Proprio ancora a San Nicola è legato poi un secondo mistero. Nel transetto destro della basilica si trova un altare, detto del Patrocinio, dedicato al santo e interamente rivestito di una lamina d'argento sbalzato, con undici riquadri raffiguranti la vita e i miracoli del santo di Myra. L'opera venne commissionata dal priore Alessandro Pallavicino agli orafi napoletani Ennio Avitabile e Domenico Marinelli, in sostituzione di un altare più antico.
La lamina d'argento posta al centro della mensa d'altare presenta un'insolita caratteristica. Nella parte centrale è cesellata a volute floreali, ma sui bordi, in una specie di cornice, riporta una fitta sequenza di lettere alfabetiche maiuscole, consonanti e vocali, apparentemente senza senso compiuto, a volte intervallate da piccoli gruppi di punti.
Si tratterebbe di un crittogramma, ossia di una scrittura cifrata sul quale sono state fatte numerose ipotesi e al quale è stato dedicato anche un numero speciale nel 1995 del fumetto Martin Mystere di Alfredo Castelli.
Potrebbe contenere le indicazioni per ritrovare una sacra reliquia o un tesoro, come sostengono alcuni, o si tratta più banalmente di un gioco, un enigma per scopi ludici e poi riutilizzato per ricoprire l'altare, come sostengono altri?
L'alfabeto è latino, mancano del tutto le lettere Z e U (quest'ultima probabilmente assimilata con la V) e tutte le N si presentano rovesciate. Bisogna precisare che anche lungo il perimetro esterno della chiesa, scorrendo le pietre delle mura, si notano alcuni bassorilievi e altre incisioni, molte delle quali presentano proprio ancora la N inversa.
L'ultima riga riporta solo 22 caratteri, ma nello spazio restante che inizialmente doveva essere stato vuoto è presente un'iscrizione in chiaro che riporta il nome dell'incisore, del committente e la data: "Magnificus Dominici Marinelli preditti altari FF. MDCLXXXIV" (Il Magnifico fece fare l'altare del predetto Domenico Marinelli 1684). Si capisce che l'iscrizione è stata apposta in seguito perché la grafia è diversa e nella fattispecie più grossolana e inoltre le N sono scritte normalmente.
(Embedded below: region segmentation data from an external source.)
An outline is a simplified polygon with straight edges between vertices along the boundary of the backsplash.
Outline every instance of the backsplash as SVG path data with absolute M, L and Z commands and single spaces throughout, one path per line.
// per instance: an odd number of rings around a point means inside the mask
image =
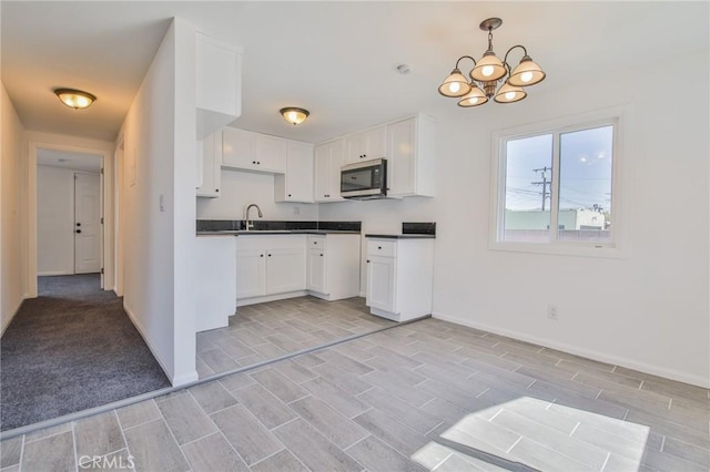
M 254 229 L 256 230 L 283 230 L 283 229 L 328 229 L 341 232 L 359 232 L 361 222 L 278 222 L 255 219 Z M 224 232 L 224 230 L 243 230 L 246 229 L 244 219 L 197 219 L 197 232 Z

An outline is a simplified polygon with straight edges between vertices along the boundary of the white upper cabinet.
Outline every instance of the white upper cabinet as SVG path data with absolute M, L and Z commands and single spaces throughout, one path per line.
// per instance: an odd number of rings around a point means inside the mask
M 197 196 L 215 198 L 220 196 L 222 183 L 222 133 L 210 134 L 197 141 Z
M 316 202 L 342 202 L 341 167 L 343 166 L 344 140 L 315 146 L 315 185 Z
M 197 140 L 242 114 L 242 54 L 239 48 L 196 33 Z
M 313 145 L 288 142 L 286 173 L 274 176 L 274 201 L 313 203 Z
M 385 126 L 377 126 L 347 136 L 344 164 L 385 157 Z
M 434 196 L 435 125 L 418 115 L 387 125 L 387 195 Z
M 225 126 L 222 130 L 222 166 L 244 171 L 286 172 L 287 141 Z

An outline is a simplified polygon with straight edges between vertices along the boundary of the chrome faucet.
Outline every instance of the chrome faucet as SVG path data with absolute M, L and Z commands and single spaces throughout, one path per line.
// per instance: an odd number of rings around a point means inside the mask
M 244 211 L 244 223 L 246 224 L 246 230 L 248 232 L 250 229 L 252 229 L 254 227 L 254 222 L 250 222 L 248 219 L 248 211 L 252 209 L 252 206 L 256 207 L 256 211 L 258 212 L 258 217 L 263 218 L 264 215 L 262 214 L 261 208 L 258 207 L 258 205 L 256 205 L 255 203 L 248 205 L 246 207 L 246 211 Z

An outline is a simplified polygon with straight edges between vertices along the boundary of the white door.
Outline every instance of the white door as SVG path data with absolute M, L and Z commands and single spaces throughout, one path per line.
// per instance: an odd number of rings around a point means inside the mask
M 394 257 L 369 256 L 366 299 L 368 307 L 396 312 L 395 278 Z
M 305 248 L 268 249 L 266 252 L 266 295 L 285 294 L 305 288 Z
M 322 248 L 308 249 L 308 290 L 325 291 L 325 253 Z
M 236 298 L 260 297 L 266 287 L 266 263 L 261 249 L 236 252 Z
M 74 274 L 101 271 L 99 174 L 74 174 Z

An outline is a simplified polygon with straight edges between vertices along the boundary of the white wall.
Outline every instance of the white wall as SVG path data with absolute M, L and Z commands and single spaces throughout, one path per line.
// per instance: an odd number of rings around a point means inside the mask
M 244 209 L 252 203 L 262 209 L 263 219 L 318 219 L 316 204 L 274 203 L 273 175 L 223 170 L 220 193 L 220 198 L 197 198 L 199 219 L 244 219 Z M 252 216 L 256 217 L 254 209 Z
M 27 240 L 23 197 L 27 167 L 24 129 L 2 85 L 0 117 L 0 334 L 4 332 L 27 297 L 22 242 Z
M 195 380 L 195 31 L 175 19 L 123 123 L 124 306 L 174 386 Z M 134 164 L 133 164 L 134 163 Z M 132 166 L 135 166 L 135 178 Z M 162 199 L 162 207 L 161 202 Z
M 74 173 L 37 166 L 38 275 L 74 274 Z M 99 174 L 93 174 L 99 178 Z
M 692 93 L 659 99 L 668 88 L 661 65 L 683 70 Z M 321 205 L 321 219 L 362 218 L 364 233 L 436 220 L 435 316 L 708 387 L 709 54 L 605 72 L 531 90 L 516 105 L 452 102 L 450 113 L 434 116 L 435 198 Z M 491 133 L 625 104 L 626 257 L 488 249 Z M 558 321 L 547 319 L 548 304 L 558 305 Z

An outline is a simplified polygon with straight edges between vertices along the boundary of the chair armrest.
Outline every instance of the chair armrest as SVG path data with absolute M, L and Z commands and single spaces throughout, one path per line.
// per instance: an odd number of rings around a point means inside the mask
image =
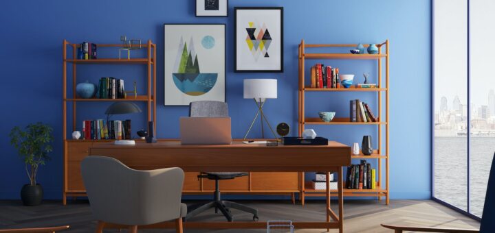
M 449 232 L 449 233 L 474 233 L 479 232 L 478 230 L 469 230 L 460 228 L 430 228 L 430 227 L 412 227 L 404 225 L 390 225 L 382 224 L 384 228 L 395 230 L 395 233 L 401 233 L 402 231 L 422 232 Z

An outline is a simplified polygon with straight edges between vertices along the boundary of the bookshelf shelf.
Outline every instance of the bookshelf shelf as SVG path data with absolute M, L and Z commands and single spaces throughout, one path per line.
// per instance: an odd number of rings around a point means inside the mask
M 98 48 L 108 49 L 112 47 L 121 47 L 122 45 L 118 44 L 97 44 Z M 153 121 L 156 123 L 156 64 L 155 64 L 156 56 L 156 45 L 148 40 L 147 43 L 142 45 L 142 48 L 147 51 L 144 53 L 144 58 L 135 58 L 131 59 L 118 58 L 100 58 L 94 60 L 80 60 L 76 59 L 77 49 L 80 47 L 79 44 L 70 43 L 66 40 L 63 42 L 63 119 L 62 119 L 62 139 L 63 142 L 63 203 L 67 204 L 67 197 L 85 196 L 84 185 L 80 175 L 80 161 L 82 158 L 87 156 L 88 147 L 94 144 L 108 143 L 115 140 L 73 140 L 70 136 L 67 136 L 67 132 L 72 132 L 76 130 L 80 130 L 82 119 L 77 119 L 78 103 L 79 102 L 120 102 L 120 101 L 140 101 L 145 103 L 146 110 L 143 109 L 143 114 L 145 114 L 147 121 Z M 121 64 L 134 65 L 140 64 L 147 66 L 146 69 L 146 93 L 138 95 L 128 95 L 125 99 L 82 99 L 78 98 L 76 93 L 76 86 L 78 84 L 77 67 L 79 64 Z M 67 71 L 71 69 L 72 71 Z M 67 76 L 72 76 L 68 77 Z M 71 94 L 67 92 L 71 90 Z M 68 96 L 69 95 L 69 96 Z M 89 104 L 89 103 L 88 103 Z M 86 106 L 85 105 L 85 106 Z M 69 107 L 71 107 L 69 108 Z M 87 108 L 87 107 L 86 107 Z M 67 109 L 70 109 L 71 119 L 67 119 L 69 113 Z M 102 118 L 104 116 L 101 112 L 98 116 Z M 98 118 L 97 116 L 97 118 Z M 156 123 L 155 129 L 156 130 Z M 79 127 L 78 127 L 78 125 Z M 70 130 L 70 131 L 69 131 Z M 148 129 L 149 130 L 149 129 Z M 156 132 L 156 131 L 155 131 Z M 142 140 L 138 139 L 137 142 L 142 143 Z
M 305 59 L 379 60 L 386 54 L 305 53 Z
M 389 193 L 389 167 L 390 167 L 390 151 L 389 151 L 389 41 L 377 44 L 377 54 L 351 54 L 351 53 L 307 53 L 307 49 L 329 49 L 331 48 L 349 48 L 352 49 L 357 47 L 355 44 L 305 44 L 304 40 L 301 40 L 298 47 L 299 60 L 299 79 L 298 79 L 298 132 L 299 136 L 302 136 L 302 132 L 306 125 L 376 125 L 378 138 L 375 145 L 377 145 L 377 149 L 371 156 L 360 154 L 351 156 L 351 159 L 376 159 L 377 161 L 377 188 L 375 189 L 347 189 L 344 188 L 344 197 L 374 197 L 380 200 L 385 197 L 385 204 L 390 202 Z M 367 45 L 364 45 L 367 47 Z M 386 49 L 385 53 L 382 49 Z M 342 49 L 340 49 L 342 50 Z M 305 75 L 308 69 L 305 69 L 306 60 L 371 60 L 377 64 L 377 87 L 373 88 L 356 88 L 351 86 L 350 88 L 315 88 L 307 86 L 308 84 L 305 81 Z M 382 65 L 385 66 L 385 71 L 382 72 Z M 382 73 L 384 74 L 382 77 Z M 376 97 L 378 105 L 378 111 L 376 116 L 378 122 L 351 122 L 349 117 L 334 118 L 330 122 L 324 122 L 318 117 L 306 117 L 305 110 L 306 92 L 328 92 L 328 93 L 344 93 L 344 92 L 362 92 Z M 349 99 L 350 100 L 350 99 Z M 383 106 L 382 101 L 385 102 Z M 349 114 L 349 113 L 348 113 Z M 385 138 L 382 138 L 382 135 Z M 384 164 L 383 164 L 384 162 Z M 384 173 L 384 175 L 382 175 Z M 341 177 L 339 177 L 341 178 Z M 311 188 L 311 182 L 305 182 L 304 173 L 300 174 L 301 192 L 300 194 L 300 200 L 304 205 L 305 197 L 321 197 L 326 195 L 324 190 L 314 190 Z M 336 195 L 337 191 L 331 191 L 332 196 Z
M 71 98 L 65 99 L 67 101 L 74 101 L 74 102 L 117 102 L 117 101 L 147 101 L 147 95 L 138 95 L 138 98 L 133 97 L 127 97 L 126 99 L 81 99 L 81 98 Z M 153 101 L 153 96 L 150 99 L 151 101 Z
M 154 59 L 151 59 L 151 64 L 154 64 Z M 147 64 L 147 58 L 131 58 L 131 59 L 118 59 L 118 58 L 98 58 L 94 60 L 80 60 L 80 59 L 67 59 L 65 62 L 73 64 Z
M 380 120 L 380 119 L 379 119 Z M 305 117 L 306 125 L 386 125 L 386 122 L 351 122 L 349 118 L 336 117 L 330 122 L 324 122 L 317 117 Z
M 347 91 L 360 91 L 360 92 L 373 92 L 373 91 L 386 91 L 387 88 L 312 88 L 305 87 L 305 91 L 330 91 L 330 92 L 347 92 Z

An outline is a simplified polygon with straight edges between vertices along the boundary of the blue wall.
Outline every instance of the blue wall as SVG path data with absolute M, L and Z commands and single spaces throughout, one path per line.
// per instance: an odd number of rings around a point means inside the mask
M 307 43 L 370 43 L 390 40 L 390 190 L 395 199 L 427 199 L 430 196 L 430 1 L 386 0 L 230 0 L 228 18 L 196 18 L 195 1 L 6 1 L 0 8 L 0 199 L 17 199 L 28 182 L 23 164 L 9 144 L 8 132 L 14 125 L 41 121 L 54 128 L 56 138 L 52 160 L 40 169 L 38 182 L 45 197 L 59 199 L 62 192 L 62 40 L 117 43 L 119 36 L 144 40 L 157 45 L 158 137 L 176 138 L 177 119 L 187 108 L 164 107 L 163 102 L 163 24 L 199 23 L 227 24 L 227 101 L 232 118 L 232 134 L 243 136 L 256 110 L 242 97 L 245 78 L 275 77 L 278 98 L 266 104 L 272 125 L 282 121 L 296 128 L 297 45 Z M 84 3 L 84 4 L 82 4 Z M 86 7 L 81 8 L 81 5 Z M 148 7 L 146 7 L 148 6 Z M 283 73 L 234 73 L 234 6 L 283 6 L 285 14 Z M 91 8 L 91 10 L 89 10 Z M 116 56 L 115 51 L 112 56 Z M 316 61 L 315 61 L 316 62 Z M 370 61 L 325 61 L 341 72 L 376 74 Z M 309 65 L 308 65 L 309 66 Z M 140 66 L 85 66 L 78 69 L 79 82 L 96 82 L 100 77 L 124 77 L 142 80 Z M 373 76 L 373 75 L 372 75 Z M 375 75 L 375 77 L 376 77 Z M 376 82 L 375 79 L 373 82 Z M 138 88 L 144 91 L 142 82 Z M 366 99 L 369 94 L 309 94 L 308 115 L 336 110 L 346 116 L 349 100 Z M 102 118 L 108 103 L 81 104 L 78 115 Z M 312 112 L 312 113 L 311 113 Z M 144 120 L 133 116 L 134 130 Z M 79 123 L 78 123 L 79 125 Z M 258 125 L 256 125 L 258 126 Z M 320 134 L 351 145 L 360 142 L 374 126 L 314 127 Z M 260 136 L 258 127 L 251 136 Z M 69 129 L 69 130 L 72 130 Z M 293 131 L 292 134 L 296 132 Z M 69 135 L 69 134 L 68 134 Z M 359 161 L 355 161 L 358 162 Z

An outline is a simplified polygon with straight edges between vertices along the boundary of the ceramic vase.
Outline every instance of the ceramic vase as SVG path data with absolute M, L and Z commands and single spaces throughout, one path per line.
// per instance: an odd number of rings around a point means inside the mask
M 82 82 L 76 86 L 76 92 L 78 95 L 82 99 L 89 99 L 94 96 L 96 88 L 95 85 L 90 83 L 89 81 Z
M 359 54 L 364 54 L 364 46 L 362 45 L 362 44 L 360 43 L 358 45 L 358 47 L 356 47 L 356 49 L 360 50 Z
M 378 47 L 375 44 L 370 44 L 368 46 L 368 53 L 369 54 L 377 54 L 378 53 Z
M 361 151 L 364 155 L 369 156 L 373 154 L 373 145 L 371 145 L 371 136 L 363 136 L 363 141 L 361 144 Z

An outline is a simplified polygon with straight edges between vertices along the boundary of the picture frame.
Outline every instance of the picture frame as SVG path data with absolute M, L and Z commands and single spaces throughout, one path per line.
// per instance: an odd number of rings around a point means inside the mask
M 196 17 L 228 17 L 228 0 L 196 0 Z
M 283 8 L 236 7 L 234 72 L 283 72 Z
M 226 101 L 226 24 L 164 24 L 166 106 Z

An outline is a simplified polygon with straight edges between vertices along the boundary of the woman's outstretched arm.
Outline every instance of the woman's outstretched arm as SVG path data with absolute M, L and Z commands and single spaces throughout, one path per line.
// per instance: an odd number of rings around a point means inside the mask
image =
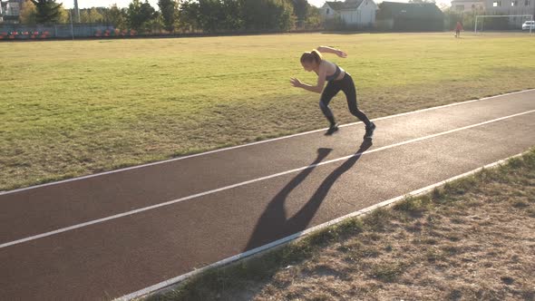
M 316 50 L 322 53 L 334 53 L 338 55 L 339 57 L 346 57 L 347 53 L 341 51 L 340 49 L 329 47 L 329 46 L 319 46 Z

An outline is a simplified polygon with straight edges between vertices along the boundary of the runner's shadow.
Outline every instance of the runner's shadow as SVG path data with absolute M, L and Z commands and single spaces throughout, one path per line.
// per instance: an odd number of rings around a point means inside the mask
M 295 189 L 331 152 L 331 149 L 318 149 L 317 157 L 309 168 L 299 172 L 269 202 L 264 213 L 258 219 L 257 226 L 248 242 L 244 251 L 253 249 L 287 236 L 297 233 L 306 228 L 310 220 L 316 215 L 321 203 L 335 184 L 336 180 L 347 171 L 362 156 L 362 153 L 372 146 L 371 140 L 365 140 L 355 155 L 349 158 L 342 165 L 333 170 L 319 185 L 310 199 L 293 217 L 287 218 L 285 202 L 288 195 Z

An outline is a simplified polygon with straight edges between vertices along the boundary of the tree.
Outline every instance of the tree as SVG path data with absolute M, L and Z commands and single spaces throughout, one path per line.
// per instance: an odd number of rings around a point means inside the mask
M 35 21 L 39 24 L 56 23 L 61 17 L 61 4 L 55 0 L 30 0 L 35 5 Z
M 159 0 L 158 7 L 160 7 L 160 12 L 161 12 L 161 18 L 163 19 L 165 29 L 169 32 L 174 31 L 178 3 L 174 0 Z
M 90 10 L 84 9 L 80 13 L 80 22 L 82 23 L 99 23 L 102 20 L 102 15 L 94 7 Z
M 130 27 L 135 30 L 146 30 L 151 21 L 157 16 L 156 11 L 147 0 L 144 3 L 132 0 L 128 5 L 127 15 Z
M 30 0 L 24 1 L 21 9 L 19 21 L 25 24 L 34 24 L 37 23 L 37 10 L 35 5 Z
M 298 26 L 302 26 L 308 15 L 310 5 L 306 0 L 293 0 L 294 15 L 297 17 Z
M 112 24 L 115 28 L 126 29 L 126 12 L 124 9 L 119 9 L 117 5 L 112 5 L 110 9 L 103 14 L 104 21 Z
M 57 23 L 71 23 L 71 16 L 68 10 L 64 9 L 63 7 L 60 8 L 60 16 L 57 20 Z

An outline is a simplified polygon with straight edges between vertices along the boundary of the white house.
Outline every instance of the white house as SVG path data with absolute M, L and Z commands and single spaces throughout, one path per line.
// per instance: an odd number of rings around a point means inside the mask
M 340 17 L 347 25 L 357 27 L 373 26 L 378 9 L 374 0 L 345 0 L 326 2 L 321 8 L 324 20 Z
M 452 0 L 452 8 L 456 12 L 482 12 L 485 9 L 483 0 Z

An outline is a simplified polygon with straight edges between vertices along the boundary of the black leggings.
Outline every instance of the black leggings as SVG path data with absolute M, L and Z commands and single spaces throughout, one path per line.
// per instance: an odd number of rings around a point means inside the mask
M 349 112 L 365 122 L 366 126 L 369 126 L 371 124 L 370 120 L 362 111 L 358 110 L 356 106 L 356 90 L 355 89 L 355 83 L 353 83 L 353 78 L 351 78 L 351 75 L 347 73 L 345 73 L 344 78 L 339 81 L 329 81 L 327 86 L 321 93 L 319 108 L 329 122 L 331 122 L 331 125 L 335 125 L 336 121 L 335 116 L 333 115 L 331 109 L 329 109 L 329 102 L 333 97 L 340 92 L 340 90 L 344 92 L 345 98 L 347 98 Z

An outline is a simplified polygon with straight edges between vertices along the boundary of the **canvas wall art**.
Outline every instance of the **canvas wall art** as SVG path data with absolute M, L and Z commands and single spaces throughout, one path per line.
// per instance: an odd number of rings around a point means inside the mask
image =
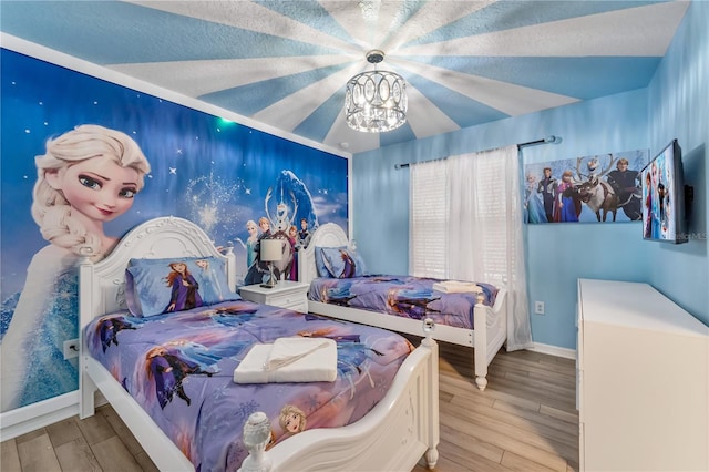
M 639 222 L 648 158 L 636 150 L 526 164 L 525 223 Z

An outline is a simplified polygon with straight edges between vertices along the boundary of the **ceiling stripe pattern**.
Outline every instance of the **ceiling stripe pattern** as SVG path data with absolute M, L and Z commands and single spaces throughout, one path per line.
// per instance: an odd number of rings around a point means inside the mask
M 2 32 L 357 153 L 647 86 L 687 1 L 13 1 Z M 347 127 L 347 80 L 408 81 L 403 126 Z

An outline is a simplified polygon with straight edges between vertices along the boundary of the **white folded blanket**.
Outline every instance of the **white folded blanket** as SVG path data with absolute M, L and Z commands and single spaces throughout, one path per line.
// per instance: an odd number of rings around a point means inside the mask
M 461 294 L 466 291 L 477 293 L 483 291 L 482 288 L 474 281 L 462 280 L 443 280 L 433 284 L 432 288 L 445 294 Z
M 337 343 L 327 338 L 278 338 L 254 345 L 234 370 L 236 383 L 333 382 Z

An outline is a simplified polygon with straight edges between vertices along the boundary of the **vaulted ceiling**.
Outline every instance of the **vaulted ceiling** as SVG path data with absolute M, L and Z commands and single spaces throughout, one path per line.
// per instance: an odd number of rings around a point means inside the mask
M 351 153 L 647 86 L 687 1 L 12 1 L 3 33 Z M 350 130 L 345 84 L 407 82 L 407 123 Z M 229 117 L 229 116 L 226 116 Z

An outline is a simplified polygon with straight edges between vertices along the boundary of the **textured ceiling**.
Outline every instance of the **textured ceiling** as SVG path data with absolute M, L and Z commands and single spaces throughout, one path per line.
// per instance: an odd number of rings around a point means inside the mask
M 8 1 L 2 32 L 357 153 L 647 86 L 686 1 Z M 388 133 L 347 80 L 408 82 Z

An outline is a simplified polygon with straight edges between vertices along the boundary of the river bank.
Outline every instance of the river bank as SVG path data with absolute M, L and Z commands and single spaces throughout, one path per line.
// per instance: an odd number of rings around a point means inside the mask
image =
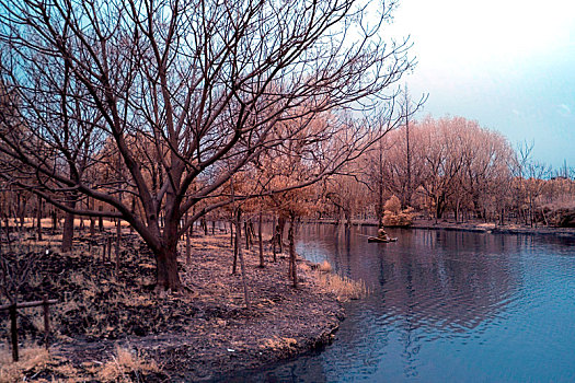
M 147 248 L 136 236 L 123 242 L 118 277 L 112 263 L 83 248 L 85 242 L 70 254 L 38 254 L 38 275 L 23 287 L 21 299 L 48 294 L 61 303 L 51 314 L 49 355 L 41 365 L 14 365 L 12 373 L 20 380 L 217 380 L 321 347 L 343 320 L 341 303 L 303 259 L 298 260 L 300 283 L 294 289 L 285 255 L 274 263 L 266 253 L 266 267 L 258 268 L 256 252 L 245 252 L 248 310 L 241 277 L 231 275 L 229 235 L 193 237 L 192 262 L 181 262 L 189 291 L 160 297 L 153 292 Z M 5 339 L 8 315 L 0 315 L 0 337 Z M 42 334 L 37 316 L 21 315 L 24 344 Z M 5 345 L 0 352 L 9 353 Z
M 310 220 L 308 223 L 337 224 L 336 220 Z M 340 221 L 341 224 L 344 221 Z M 353 225 L 357 227 L 378 227 L 376 220 L 352 220 Z M 496 224 L 483 221 L 456 222 L 452 220 L 428 220 L 415 219 L 413 224 L 405 229 L 425 230 L 451 230 L 467 231 L 476 233 L 501 233 L 501 234 L 525 234 L 525 235 L 555 235 L 561 237 L 574 237 L 575 228 L 552 228 L 552 227 L 528 227 L 521 224 Z

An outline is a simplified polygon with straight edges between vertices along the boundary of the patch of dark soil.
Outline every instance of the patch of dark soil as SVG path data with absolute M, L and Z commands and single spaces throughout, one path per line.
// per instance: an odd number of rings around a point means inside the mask
M 303 263 L 300 287 L 294 289 L 287 280 L 287 258 L 258 268 L 253 251 L 245 252 L 252 300 L 252 309 L 245 309 L 241 277 L 231 274 L 232 251 L 225 235 L 194 236 L 192 263 L 180 263 L 188 291 L 161 294 L 153 289 L 152 255 L 136 235 L 123 236 L 118 275 L 114 252 L 112 262 L 102 260 L 105 241 L 105 236 L 81 241 L 68 254 L 33 252 L 34 270 L 19 295 L 20 301 L 47 295 L 60 302 L 51 310 L 53 353 L 87 380 L 94 375 L 85 363 L 110 361 L 118 346 L 160 365 L 161 373 L 139 376 L 140 381 L 230 375 L 331 341 L 343 318 L 341 304 L 321 291 Z M 42 343 L 41 310 L 21 310 L 19 315 L 21 339 Z M 3 339 L 7 324 L 8 315 L 0 313 Z

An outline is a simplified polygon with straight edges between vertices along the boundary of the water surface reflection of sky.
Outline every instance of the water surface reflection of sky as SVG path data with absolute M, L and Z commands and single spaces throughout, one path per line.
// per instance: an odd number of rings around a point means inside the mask
M 554 237 L 390 230 L 299 231 L 297 249 L 363 279 L 336 340 L 252 381 L 574 381 L 575 242 Z

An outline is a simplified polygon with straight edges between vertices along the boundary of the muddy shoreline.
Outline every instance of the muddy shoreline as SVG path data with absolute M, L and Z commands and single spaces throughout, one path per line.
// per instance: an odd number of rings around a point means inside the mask
M 321 223 L 321 224 L 336 224 L 335 220 L 312 220 L 308 223 Z M 341 221 L 340 223 L 343 223 Z M 375 220 L 356 221 L 353 220 L 352 224 L 358 227 L 377 227 L 378 223 Z M 471 222 L 452 222 L 448 220 L 439 220 L 437 223 L 435 220 L 418 219 L 414 220 L 411 227 L 404 229 L 423 229 L 423 230 L 447 230 L 447 231 L 465 231 L 474 233 L 498 233 L 498 234 L 525 234 L 525 235 L 554 235 L 560 237 L 575 239 L 575 228 L 552 228 L 552 227 L 539 227 L 530 228 L 527 225 L 519 224 L 505 224 L 498 225 L 495 223 L 484 223 L 481 221 Z
M 245 252 L 252 300 L 248 310 L 241 277 L 231 274 L 229 235 L 195 235 L 192 263 L 180 263 L 189 290 L 159 297 L 151 289 L 150 254 L 135 236 L 123 241 L 118 278 L 113 264 L 102 262 L 93 249 L 82 249 L 83 243 L 70 255 L 43 253 L 38 266 L 45 276 L 34 278 L 43 282 L 25 287 L 22 299 L 47 293 L 61 303 L 53 314 L 51 361 L 42 371 L 24 372 L 25 378 L 100 381 L 95 371 L 114 361 L 119 347 L 158 365 L 158 372 L 130 375 L 138 381 L 222 380 L 331 343 L 344 318 L 341 302 L 318 283 L 319 271 L 304 259 L 298 259 L 300 280 L 294 289 L 286 255 L 273 262 L 266 252 L 266 266 L 260 268 L 257 246 Z M 57 242 L 50 244 L 57 248 Z M 26 315 L 21 321 L 22 343 L 33 341 L 41 330 Z M 2 324 L 7 318 L 0 315 Z M 4 339 L 7 330 L 0 327 Z

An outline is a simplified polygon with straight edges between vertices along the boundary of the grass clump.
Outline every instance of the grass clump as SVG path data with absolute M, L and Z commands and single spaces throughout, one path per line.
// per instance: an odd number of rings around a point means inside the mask
M 352 278 L 330 272 L 332 266 L 326 260 L 317 270 L 315 279 L 318 285 L 333 293 L 340 302 L 360 299 L 369 293 L 369 289 L 361 279 L 353 280 Z
M 50 362 L 48 350 L 37 346 L 20 349 L 20 360 L 13 362 L 7 345 L 0 349 L 0 383 L 23 381 L 25 376 L 45 370 Z
M 102 365 L 97 378 L 102 382 L 135 382 L 159 371 L 156 361 L 146 360 L 140 352 L 116 347 L 116 355 Z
Una caratteristica peculiare è che, soprattutto nella parte inferiore, molte delle lettere sono intervallate da piccoli punti, o serie di punti, tracciati quasi impercettibilmente alla base delle lettere. È stato ipotizzato perciò che il vero crittogramma da decifrare possa essere proprio quello presente nella fascia inferiore (in particolare le parole evidenziate dai puntini) e che il resto sia in realtà un testo casuale messo per sviare l'attenzione.
Nel mese di settembre del 2003, un articolo a firma dello storico e studioso Vincenzo dell'Aere rivelava di aver decifrato, insieme ad un altro ricercatore, Pierfrancesco Rescio, il crittogramma fornendo la seguente soluzione:
ARCA TESTA TECTA
A CRIPTA IN MIRA
ET GRADALE A SACEL(LO)
IN GALVA(NI) SEPULCR(O)
che può essere tradotto più o meno come: la cassa e il vaso nascosti nella cripta di Myra e il calice (proveniente) dal sacello di Galvano (Galgano) sono qui sepolti.
Se questa ipotesi fosse vera nell’edificio più sacro di Bari riecheggerebbe ancora una volta l’eco di Re Artù e del Santo Graal aprendo, di fatto, la strada a nuove e interessanti congetture.